When I witness our poor being so much poorer than the “poor” in the UK (who has access to free medical care, free housing and benefits) and ironically we have more rich than the UK (we have the most number of millionaire in proportion to our population), it is unsettling for we, as citizens, to be instructed again, to accept that growing income-disparity, a global trend, as a normality, therefore leaving the issue to the wind.

While being mindful and appreciative of what we have, at the same time, we cannot allow these possessions, tangibles and intangibles, to bribe us into the apathy of the universal stand of morals and principle.

The Cost of being A Human

Denouncing socialism or welfare system does not eradicate the need of taking care of our senior citizens or the less fortunate strata.

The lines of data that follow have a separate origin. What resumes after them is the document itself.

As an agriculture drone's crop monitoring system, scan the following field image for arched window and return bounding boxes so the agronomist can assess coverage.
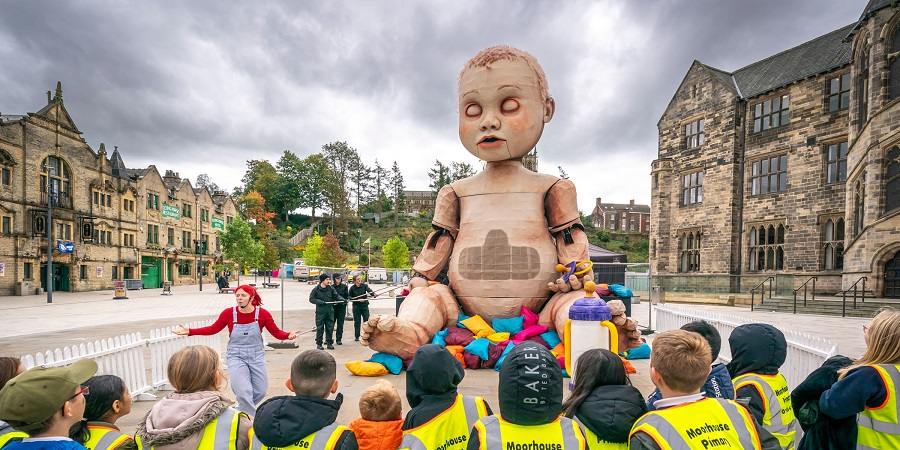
[41,156,72,207]
[884,147,900,214]
[822,217,844,270]
[747,224,785,272]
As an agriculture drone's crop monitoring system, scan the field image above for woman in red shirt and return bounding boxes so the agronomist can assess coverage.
[175,285,297,416]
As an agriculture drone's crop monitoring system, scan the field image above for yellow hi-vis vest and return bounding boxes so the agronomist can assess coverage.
[134,408,246,450]
[732,373,800,450]
[856,364,900,450]
[250,423,349,450]
[400,394,487,450]
[628,398,762,450]
[0,427,28,448]
[575,417,628,450]
[475,416,586,450]
[84,423,131,450]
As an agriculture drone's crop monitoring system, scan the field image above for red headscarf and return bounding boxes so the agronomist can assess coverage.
[234,284,262,306]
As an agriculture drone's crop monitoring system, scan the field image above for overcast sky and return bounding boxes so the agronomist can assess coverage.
[0,0,866,212]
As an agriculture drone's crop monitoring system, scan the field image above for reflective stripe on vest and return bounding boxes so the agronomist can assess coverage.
[575,417,628,450]
[400,395,487,450]
[250,423,349,450]
[84,425,131,450]
[134,408,246,450]
[856,364,900,449]
[628,398,762,450]
[0,427,28,448]
[733,373,800,450]
[476,416,585,450]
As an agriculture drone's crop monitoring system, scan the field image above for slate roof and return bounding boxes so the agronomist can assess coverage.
[733,24,855,98]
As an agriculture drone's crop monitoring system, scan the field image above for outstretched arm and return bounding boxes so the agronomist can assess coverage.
[413,185,459,281]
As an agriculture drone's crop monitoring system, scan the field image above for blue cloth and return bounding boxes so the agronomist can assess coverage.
[465,338,491,361]
[647,363,734,411]
[609,284,632,298]
[3,439,85,450]
[369,352,403,375]
[494,341,516,372]
[491,316,525,335]
[819,367,887,419]
[541,330,562,349]
[625,342,648,360]
[431,328,449,347]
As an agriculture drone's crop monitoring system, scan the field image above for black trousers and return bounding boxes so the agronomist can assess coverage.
[316,305,334,345]
[332,303,347,342]
[353,302,369,339]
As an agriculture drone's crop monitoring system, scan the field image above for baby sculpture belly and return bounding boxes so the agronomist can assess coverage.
[448,192,558,321]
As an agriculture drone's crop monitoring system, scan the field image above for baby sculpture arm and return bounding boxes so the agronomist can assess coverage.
[361,186,459,359]
[540,179,641,350]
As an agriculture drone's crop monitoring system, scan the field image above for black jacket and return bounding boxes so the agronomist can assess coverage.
[575,385,647,447]
[253,394,357,450]
[403,344,492,430]
[791,355,856,450]
[728,323,787,423]
[309,285,346,309]
[347,283,375,305]
[466,341,560,450]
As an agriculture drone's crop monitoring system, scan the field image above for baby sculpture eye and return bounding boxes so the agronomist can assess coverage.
[466,103,481,117]
[500,98,519,113]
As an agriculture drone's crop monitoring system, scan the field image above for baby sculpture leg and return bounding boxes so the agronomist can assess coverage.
[360,283,459,359]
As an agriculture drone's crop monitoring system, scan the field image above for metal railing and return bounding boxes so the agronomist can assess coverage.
[794,276,819,314]
[21,318,224,401]
[750,277,775,311]
[656,305,837,388]
[841,277,869,317]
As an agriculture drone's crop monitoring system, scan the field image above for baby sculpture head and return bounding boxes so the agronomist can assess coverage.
[458,45,556,162]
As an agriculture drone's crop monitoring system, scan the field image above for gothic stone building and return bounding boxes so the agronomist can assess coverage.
[650,0,900,297]
[0,85,237,295]
[591,197,650,236]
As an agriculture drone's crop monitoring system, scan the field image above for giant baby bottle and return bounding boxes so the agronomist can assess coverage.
[563,281,619,381]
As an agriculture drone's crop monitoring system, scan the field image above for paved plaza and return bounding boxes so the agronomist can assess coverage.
[0,278,868,431]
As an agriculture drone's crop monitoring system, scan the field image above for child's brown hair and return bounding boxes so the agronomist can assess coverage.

Having spent more than four decades of achieving the psychological level of Maslow’s hierarchy of needs, living by the calculator to measure the cost of every human, from discouraging the third child to encouraging more births with monetary incentives; from streaming the more-abled students from the less-abled so as to utilize our resources; from monetary incentives to attract talents into the political arena….but a minister who owes his salary to the public calculates his own worth to the last cent will understand no value of any human lives besides himself. Are we any better in our heartware than 4 decades ago?

And we bear witness to a MP who told us that money brings proportionate dignity and respect; and a multi-million-dollar-minister who scrimped on a $30 allowance for the needy.

But ethics and morals, the fundamentals of any civilized and healthy society, are priceless. We cannot continue to blanket the abnormalities and injustices of our society, or leave them to providence, in exchange for the ever increasing cost of “political stability” and “social security”. Where the cost would be borne by the future generations, in tangible sense, for instance:

(i) Longer and bigger housing loan for public housing at a 99-year-lease.

(ii) Prices of new public housing and medical cost increase in many folds while median income remains stagnant in the last 20 yrs.

Need no rocket science to prove that cost of living outstrips our incomes, rising tangible cost impact quality of life, retirement funds for ourselves and our children: that is the intangible cost. Working longer hours to keep reins of the tangible cost is adding burden to our intangible cost definitely.

* * *

When we begin to realize political and social securities fail to compensate the deep sense of insecurity inside our peoples on our future quality of life and retirement, we know that GDP alone cannot suffice in measuring the quality of our lives. Frighteningly, it plays no role in ethics either.

Surely, a successful nation is not defined by the number of hubs or the number of eye-dazzling architecture, but by both tangibles and intangibles. And only such a nation is truly worthy of respect, which again is neither quantifiable in dollars or cents.